Ce procès avait été qualifié d’historique : c’était en effet le premier procès de la CPI pour destruction de biens culturels, mais c’était aussi la première fois que la CPI jugeait un jihadiste présumé, le premier lié au conflit malien. Ahmad Al Faqi Al Mahdi est également le premier accusé à  avoir reconnu sa culpabilité.

Chef de la Hisbah

La procureure affirme que l’accusé, né vers 1975, était un membre d’Ansar Eddine, l’un des groupes jihadistes liés à Al-Qaïda qui ont contrôlé le nord du Mali pendant environ dix mois en 2012, avant d’être en grande partie chassés par une intervention internationale déclenchée en janvier 2013 par la France.
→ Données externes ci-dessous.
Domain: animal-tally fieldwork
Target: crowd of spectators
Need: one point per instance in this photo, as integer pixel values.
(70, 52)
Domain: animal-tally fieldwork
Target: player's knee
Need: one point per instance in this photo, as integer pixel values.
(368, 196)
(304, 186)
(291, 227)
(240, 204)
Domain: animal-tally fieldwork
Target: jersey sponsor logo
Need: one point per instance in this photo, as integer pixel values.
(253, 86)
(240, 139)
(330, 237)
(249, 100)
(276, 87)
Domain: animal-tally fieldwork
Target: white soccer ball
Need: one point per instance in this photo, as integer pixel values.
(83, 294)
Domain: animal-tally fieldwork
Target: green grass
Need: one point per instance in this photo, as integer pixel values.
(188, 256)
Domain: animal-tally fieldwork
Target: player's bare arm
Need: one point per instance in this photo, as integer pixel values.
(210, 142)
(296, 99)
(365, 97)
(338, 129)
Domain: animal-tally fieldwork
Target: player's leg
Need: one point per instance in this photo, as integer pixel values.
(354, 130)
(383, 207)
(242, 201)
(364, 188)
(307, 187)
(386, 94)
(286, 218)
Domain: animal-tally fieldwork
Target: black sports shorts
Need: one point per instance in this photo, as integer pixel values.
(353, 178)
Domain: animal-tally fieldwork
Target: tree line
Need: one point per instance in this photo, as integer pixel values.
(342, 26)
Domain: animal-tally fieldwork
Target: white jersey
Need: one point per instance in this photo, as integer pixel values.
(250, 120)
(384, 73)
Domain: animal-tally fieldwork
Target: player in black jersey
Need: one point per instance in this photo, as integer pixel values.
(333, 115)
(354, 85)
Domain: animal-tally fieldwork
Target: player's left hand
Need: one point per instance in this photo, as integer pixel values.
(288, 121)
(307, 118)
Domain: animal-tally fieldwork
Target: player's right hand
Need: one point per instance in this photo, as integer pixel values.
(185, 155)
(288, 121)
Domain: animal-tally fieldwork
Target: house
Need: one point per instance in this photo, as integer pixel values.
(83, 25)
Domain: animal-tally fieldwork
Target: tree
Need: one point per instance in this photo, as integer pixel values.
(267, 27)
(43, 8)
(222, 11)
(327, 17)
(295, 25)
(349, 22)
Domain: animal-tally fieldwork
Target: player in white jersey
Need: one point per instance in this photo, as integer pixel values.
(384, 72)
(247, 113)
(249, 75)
En tant que chef de la Hisbah, la brigade islamique des mœurs, il aurait ordonné et participé aux attaques contre les mausolées, détruits à coup de pioche, de houe et de burin. Cette brigade est accusée par des organisations des droits de l’Homme de s’être livrée à des crimes contre l’humanité, incluant des crimes de torture, des viols et la mise en esclavage sexuel de femmes de Tombouctou. Au début du procès, ces organisations avaient regretté que les charges contre Al Madhi ne soient pas élargies pour inclure ces crimes.

Pour ses avocats, l’accusé est pourtant « un homme honnête » qui, à un moment donné, « s’est trompé ». « C’est un homme qui voulait construire quelque chose de mieux », avait affirmé l’un d’eux, Jean-Louis Gilissen, lors de sa plaidoirie.

Circonstances atténuantes

Les juges ont retenu plusieurs circonstances atténuantes, dont son admission de culpabilité, sa coopération, son empathie pour les victimes et ses remords ainsi que sa « réticence initiale à commettre les crimes ».

Dans un communiqué diffusé dans la foulée du verdict, la Minusma a salué le jugement de la CPI. « La MINUSMA souligne que ce jugement constitue une avancée dans la lutte contre l’impunité. Toutefois, il importe que la justice pour d’autres crimes graves soit rendue afin que de nombreuses victimes puissent avoir droit à la vérité, à la justice et à la réparation », a déclaré la mission onusienne du maintien de la paix au Mali.